When the Rings’ claim was turned down because they couldn’t match Franny or the girls’ DNA to anything in the wreckage, I’d been the one to console Franny when she wept about what she’d done. It was a stupid rule, stupid. So stupid, she said over and over until I was worried she’d gone into some sort of autistic trance. I had to hand it to Franny, though, when she’d pulled herself together—a shot of whiskey had done it—she hadn’t given up on the idea that the decision could be reversed. And here we are today, with that possibility.

“What’s the new evidence?” Jenny, the twenty-three-year-old, asks. Her thin limbs concern me. I didn’t know her before, so it’s possible that she’s naturally this skinny, this almost-see-through. But she doesn’t have anyone looking out for her anymore, so I feel responsible, as if I should paint her back in, make sure she’s visible.

“It’s the mug,” Franny says, her voice wavering.

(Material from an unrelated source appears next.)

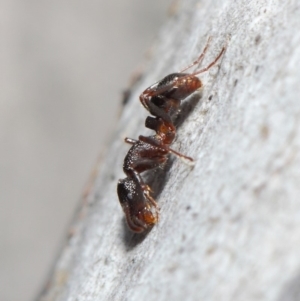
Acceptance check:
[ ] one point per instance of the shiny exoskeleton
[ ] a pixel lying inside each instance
(162, 100)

A few weeks ago, the search team found a coffee mug in pristine condition. It seemed impossible that the explosion and the fire and everything else hadn’t shattered it into a million pieces, but like the pottery that survived Pompeii, there it was, covered in dust but intact.

It wasn’t only its survival that was so arresting. Other whole things had been found—a desk, phones, paintings, many bodies, including Tom’s. It was the fact that it was a mug that obviously belonged to someone, one of those mugs kids make for their mothers at school, with WE HEART MOM on one side and her picture on the other. And on the rim, the thing that made it eligible for consideration: lipstick that had been left—presumably—by its last user. The media had become obsessed with this mug, debating its provenance, wondering what we were going to do with it, and while they weren’t allowed in this meeting, it wouldn’t be long before the results of it became known, analyzed, dissected.

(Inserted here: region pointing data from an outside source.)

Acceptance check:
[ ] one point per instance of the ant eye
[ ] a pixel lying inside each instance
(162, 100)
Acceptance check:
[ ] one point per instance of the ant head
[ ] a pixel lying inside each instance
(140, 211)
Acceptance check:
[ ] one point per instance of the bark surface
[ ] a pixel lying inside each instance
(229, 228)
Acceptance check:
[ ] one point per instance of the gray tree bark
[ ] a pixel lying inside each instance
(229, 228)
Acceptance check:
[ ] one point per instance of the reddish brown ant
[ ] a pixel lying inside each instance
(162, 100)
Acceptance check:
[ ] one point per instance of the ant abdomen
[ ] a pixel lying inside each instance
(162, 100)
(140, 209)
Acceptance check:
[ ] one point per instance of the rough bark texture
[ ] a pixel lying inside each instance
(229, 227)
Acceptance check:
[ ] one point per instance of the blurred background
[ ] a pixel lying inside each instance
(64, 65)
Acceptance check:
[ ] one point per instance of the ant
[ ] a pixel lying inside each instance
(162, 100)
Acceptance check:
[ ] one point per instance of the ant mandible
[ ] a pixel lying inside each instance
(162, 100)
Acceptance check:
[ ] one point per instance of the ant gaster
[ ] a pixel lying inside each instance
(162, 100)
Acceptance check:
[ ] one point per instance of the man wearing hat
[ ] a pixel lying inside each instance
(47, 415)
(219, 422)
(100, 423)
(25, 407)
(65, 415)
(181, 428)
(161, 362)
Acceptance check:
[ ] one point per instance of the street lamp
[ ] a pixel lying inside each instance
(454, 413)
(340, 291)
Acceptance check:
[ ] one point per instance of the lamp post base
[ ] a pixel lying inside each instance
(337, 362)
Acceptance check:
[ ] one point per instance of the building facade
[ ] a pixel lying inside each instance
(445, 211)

Franny puts a white square box on the table. It looks like a cake box, something that generally houses something delicious, something perfectly frosted rather than tragic. None of us has seen the mug in person, only photographs, though it still was a blow when I caught sight of it on the nightly news. I remember when her children gave her this mug, almost two years ago, on Valentine’s Day.

Franny opens the box, then puts on a pair of surgeon’s gloves, snapping them into place with practiced ease.

“Is that necessary?” one of the men asks. Robert’s always been hostile to Franny and only slightly less so to me. He’s not used to being anything other than in charge is my take on the matter, so he has to lash out whenever he feels someone else’s authority. “It’s already been through testing.”